Technical information
- Licensing authority: NTC
- Class: B, C, D
- Power: 30,000 watts
- ERP: 96,700 watts

Links
- Webcast: Listen Live
- Website: Eagle FM 95.5

= DWDM-FM =

Radio station in Metro Manila, Philippines

DWDM (95.5 FM), on-air as Eagle FM 95.5, is a radio station in the Philippines owned and operated by the Eagle Broadcasting Corporation. The station's studio and transmitter are located at EBC Bldg., No. 25 Central Ave., Diliman, Quezon City. The station operates daily from 4:00 am to 12:00 midnight.

==History==
===1973–1992: DZBU/DWDM===
The station first went on air in 1973 as DZBU, airing programs from sister station DZEC. In November 1978, it moved to 95.5 FM as DZEC shifted to 1062 AM. It adopted the call letters DWDM in 1981. During the mid-80s, it was known as Diamond 95.5 DM.

===1992–2001: Pinoy Radio===
In 1992, the station became Pinoy Radio DM 95.5 and adopted an all-OPM format and pioneering the use of mixed Filipino-English by its DJs. It also launched the Pinoy Music Awards to honor OPM artists.

===2001–2007: DWDM 95.5===
In 2001, the station was relaunched as DWDM 95.5, a fully automated adult contemporary station with the slogan "Feel Your Music". It played music from the 90s to the present on weekdays, rock on weeknights ("Fascinating Refreshing Classics"), and music from the 70s and 80s on weekends.
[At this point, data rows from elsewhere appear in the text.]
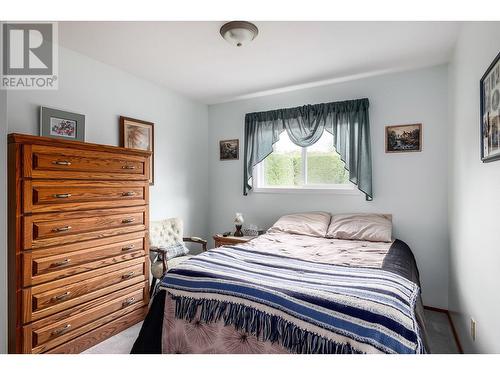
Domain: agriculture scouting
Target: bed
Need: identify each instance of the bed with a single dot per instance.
(290, 293)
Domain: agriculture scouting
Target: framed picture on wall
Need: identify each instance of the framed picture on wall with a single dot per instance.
(403, 138)
(490, 112)
(56, 123)
(229, 149)
(138, 134)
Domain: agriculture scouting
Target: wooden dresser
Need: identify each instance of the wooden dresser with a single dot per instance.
(78, 243)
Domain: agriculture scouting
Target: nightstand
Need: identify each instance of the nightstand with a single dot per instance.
(220, 240)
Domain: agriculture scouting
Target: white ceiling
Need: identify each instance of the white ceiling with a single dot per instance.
(193, 59)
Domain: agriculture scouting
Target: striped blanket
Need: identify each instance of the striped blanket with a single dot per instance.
(307, 307)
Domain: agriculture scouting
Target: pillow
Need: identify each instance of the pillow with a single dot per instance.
(364, 227)
(307, 223)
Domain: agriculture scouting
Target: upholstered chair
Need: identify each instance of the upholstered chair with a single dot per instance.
(167, 247)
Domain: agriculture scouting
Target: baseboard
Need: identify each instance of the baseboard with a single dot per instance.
(453, 329)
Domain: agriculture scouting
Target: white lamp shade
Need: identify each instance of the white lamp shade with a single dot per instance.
(239, 33)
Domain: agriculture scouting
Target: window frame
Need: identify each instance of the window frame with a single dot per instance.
(258, 178)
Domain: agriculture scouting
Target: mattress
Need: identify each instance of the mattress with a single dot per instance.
(178, 323)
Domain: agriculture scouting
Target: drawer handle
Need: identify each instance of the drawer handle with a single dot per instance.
(61, 330)
(61, 162)
(129, 301)
(67, 195)
(61, 263)
(128, 275)
(62, 229)
(61, 297)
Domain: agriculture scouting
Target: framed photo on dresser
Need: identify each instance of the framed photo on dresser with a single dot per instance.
(490, 112)
(138, 134)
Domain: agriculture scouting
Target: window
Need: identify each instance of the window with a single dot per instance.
(290, 167)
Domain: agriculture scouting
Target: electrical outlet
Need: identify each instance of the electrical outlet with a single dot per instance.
(473, 329)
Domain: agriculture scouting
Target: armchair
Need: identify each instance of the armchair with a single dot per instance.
(167, 247)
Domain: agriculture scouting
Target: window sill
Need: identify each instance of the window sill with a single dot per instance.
(308, 190)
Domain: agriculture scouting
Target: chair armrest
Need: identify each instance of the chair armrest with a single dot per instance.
(196, 240)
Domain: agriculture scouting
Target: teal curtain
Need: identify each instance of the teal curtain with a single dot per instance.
(347, 121)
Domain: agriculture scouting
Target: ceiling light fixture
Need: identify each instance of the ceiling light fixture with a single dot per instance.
(239, 33)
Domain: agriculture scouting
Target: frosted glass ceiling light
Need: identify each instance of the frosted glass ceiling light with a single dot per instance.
(239, 33)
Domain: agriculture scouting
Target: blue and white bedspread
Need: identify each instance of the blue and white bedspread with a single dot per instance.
(307, 307)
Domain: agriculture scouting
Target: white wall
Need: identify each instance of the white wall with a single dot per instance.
(104, 93)
(475, 197)
(3, 221)
(411, 186)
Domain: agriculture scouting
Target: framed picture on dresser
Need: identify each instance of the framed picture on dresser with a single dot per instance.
(138, 134)
(490, 112)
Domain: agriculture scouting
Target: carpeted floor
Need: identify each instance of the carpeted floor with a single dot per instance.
(441, 340)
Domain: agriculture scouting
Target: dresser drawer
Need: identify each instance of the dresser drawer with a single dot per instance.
(55, 263)
(62, 327)
(46, 299)
(62, 228)
(64, 163)
(50, 196)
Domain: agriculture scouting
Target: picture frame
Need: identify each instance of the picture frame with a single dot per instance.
(229, 149)
(489, 93)
(138, 134)
(56, 123)
(403, 138)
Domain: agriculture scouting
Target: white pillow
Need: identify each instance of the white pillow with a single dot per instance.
(363, 227)
(307, 223)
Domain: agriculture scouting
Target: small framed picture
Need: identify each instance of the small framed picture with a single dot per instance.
(138, 134)
(403, 138)
(230, 149)
(490, 112)
(62, 124)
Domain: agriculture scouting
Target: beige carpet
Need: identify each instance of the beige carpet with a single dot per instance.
(118, 344)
It ceased transmission in January 2007 for transmitter upgrades, briefly returned in May with limited hours, then went off the air again on June 8, 2007.

===2011–2020: Pinas FM===

Logo of Pinas FM 95.5 from 2011 to 2020

On April 8, 2011, the station returned to the airwaves for a month-long test broadcast, with its studios relocated from Maligaya Bldg. II on EDSA to the New Era University Barn Building. On May 16, 2011, it was officially launched as Pinas FM 955, starting at 4:00 am with the program Newsic, followed by former Pinoy Radio DJs. It initially carried a mass-based format, focusing on the contemporary hits.

On February 12, 2013, the station, along with DZEC Radyo Agila and Net 25, moved to the new EBC Building in Quezon City.
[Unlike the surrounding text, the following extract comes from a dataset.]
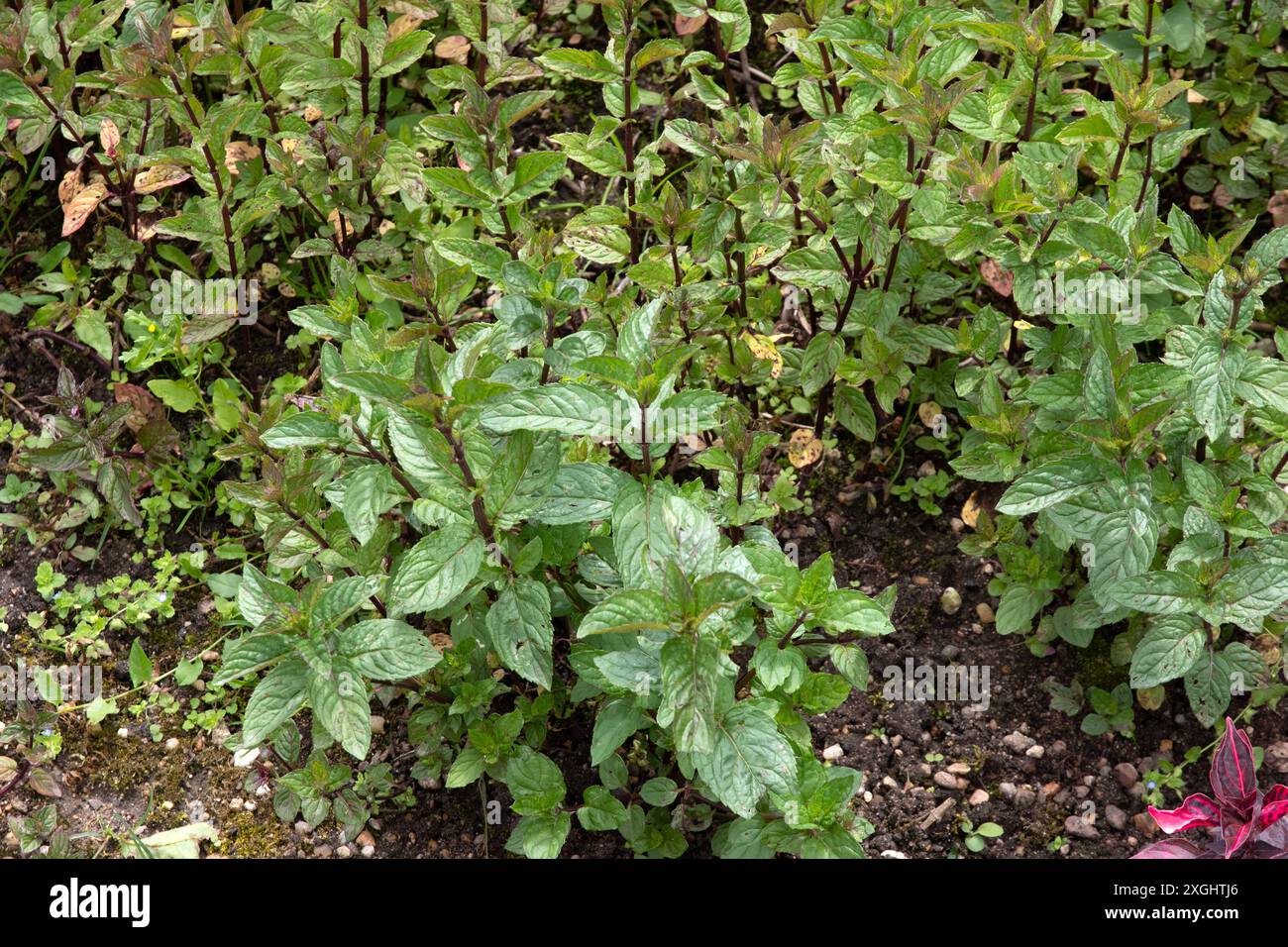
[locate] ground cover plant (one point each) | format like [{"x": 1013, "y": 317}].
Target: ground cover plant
[{"x": 505, "y": 375}]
In April 2014, Pinas FM launched its new theme song, "Pinas FM: Tahanan ng OPM" (The Home of OPM), featuring Davey Langit, Aikee, and Chadleen Lacdo-o.
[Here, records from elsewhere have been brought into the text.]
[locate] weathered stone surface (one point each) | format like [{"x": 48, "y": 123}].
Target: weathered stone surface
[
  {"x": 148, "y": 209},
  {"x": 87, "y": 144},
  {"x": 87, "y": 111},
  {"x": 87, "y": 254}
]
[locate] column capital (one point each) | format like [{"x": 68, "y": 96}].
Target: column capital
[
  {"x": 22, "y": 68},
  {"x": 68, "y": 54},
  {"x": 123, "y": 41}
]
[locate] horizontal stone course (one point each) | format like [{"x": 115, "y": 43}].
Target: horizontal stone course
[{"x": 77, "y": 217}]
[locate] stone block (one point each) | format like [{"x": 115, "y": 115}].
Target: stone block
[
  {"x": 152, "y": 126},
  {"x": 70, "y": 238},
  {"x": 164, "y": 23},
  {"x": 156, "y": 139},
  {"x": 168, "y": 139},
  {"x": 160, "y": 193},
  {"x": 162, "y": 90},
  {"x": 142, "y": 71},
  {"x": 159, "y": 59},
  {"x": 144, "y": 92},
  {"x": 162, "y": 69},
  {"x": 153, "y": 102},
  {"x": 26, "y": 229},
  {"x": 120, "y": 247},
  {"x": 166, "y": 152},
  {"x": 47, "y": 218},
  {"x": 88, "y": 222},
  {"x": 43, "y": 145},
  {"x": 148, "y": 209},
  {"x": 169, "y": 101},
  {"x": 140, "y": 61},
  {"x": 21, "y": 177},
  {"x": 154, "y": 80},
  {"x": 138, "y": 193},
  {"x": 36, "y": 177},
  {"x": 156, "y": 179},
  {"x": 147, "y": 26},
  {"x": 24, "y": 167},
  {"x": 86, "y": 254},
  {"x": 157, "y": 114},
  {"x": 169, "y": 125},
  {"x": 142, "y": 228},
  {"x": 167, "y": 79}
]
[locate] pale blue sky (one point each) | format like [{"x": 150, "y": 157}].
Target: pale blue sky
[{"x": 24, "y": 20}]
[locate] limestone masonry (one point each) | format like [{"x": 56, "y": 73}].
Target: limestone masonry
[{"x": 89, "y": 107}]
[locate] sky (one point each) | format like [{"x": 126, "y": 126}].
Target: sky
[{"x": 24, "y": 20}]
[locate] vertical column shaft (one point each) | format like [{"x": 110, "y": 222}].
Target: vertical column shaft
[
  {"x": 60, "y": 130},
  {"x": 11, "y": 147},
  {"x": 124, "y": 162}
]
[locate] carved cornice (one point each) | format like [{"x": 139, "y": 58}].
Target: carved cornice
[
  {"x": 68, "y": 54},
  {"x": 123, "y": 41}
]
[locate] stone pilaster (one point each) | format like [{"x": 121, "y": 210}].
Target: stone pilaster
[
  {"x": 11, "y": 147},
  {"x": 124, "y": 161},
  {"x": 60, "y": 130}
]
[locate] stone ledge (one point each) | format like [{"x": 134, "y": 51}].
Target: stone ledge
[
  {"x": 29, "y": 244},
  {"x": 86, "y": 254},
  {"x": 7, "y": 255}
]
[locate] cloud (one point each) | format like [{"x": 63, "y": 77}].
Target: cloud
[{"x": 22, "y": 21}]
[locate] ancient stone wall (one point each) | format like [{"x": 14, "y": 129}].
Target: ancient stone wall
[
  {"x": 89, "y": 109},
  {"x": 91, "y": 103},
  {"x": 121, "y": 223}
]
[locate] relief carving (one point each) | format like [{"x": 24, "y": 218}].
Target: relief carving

On October 5, 2014, Pinas FM became the country’s first and only FM station to play exclusively Original Pilipino Music, supporting the advocacy of promoting Filipino talent. Leading up to this, the station gradually phased out foreign tracks. It also became the official radio partner of the Organisasyon ng mga Pilipinong Mang-aawit (OPM).

From July 1 to September 29, 2019, the station operated with fully automated music as part of its relaunch preparations.

On September 30, 2019, Pinas FM was relaunched with a new jingle, Pinoy Ka, Dito Ka!, composed by DJ Rapido and performed by Ney Dimaculangan and Acel Bisa. The jingle debuted during the relaunch event, The Switch.

On December 21, 2020, the station’s jocks aired their final broadcast.

===2021-present: Eagle FM===
On December 29, 2020, the station dropped the Pinas FM branding and format, and switched to a classic hits format under the interim name 95.5 FM.

On January 20, 2021, it rebranded as Eagle FM 95.5 with the slogan "Where the Classic Hits Never End". On January 25, its jocks made their debut. Among them were former ABS-CBN DJs Richard Enriquez (now deceased) and Toni Aquino (now with DZBB).

On January 29, 2024, it switched to a variety format, wherein it features a different kind of format each day of the week, and adopted the slogan "For the Love of Music".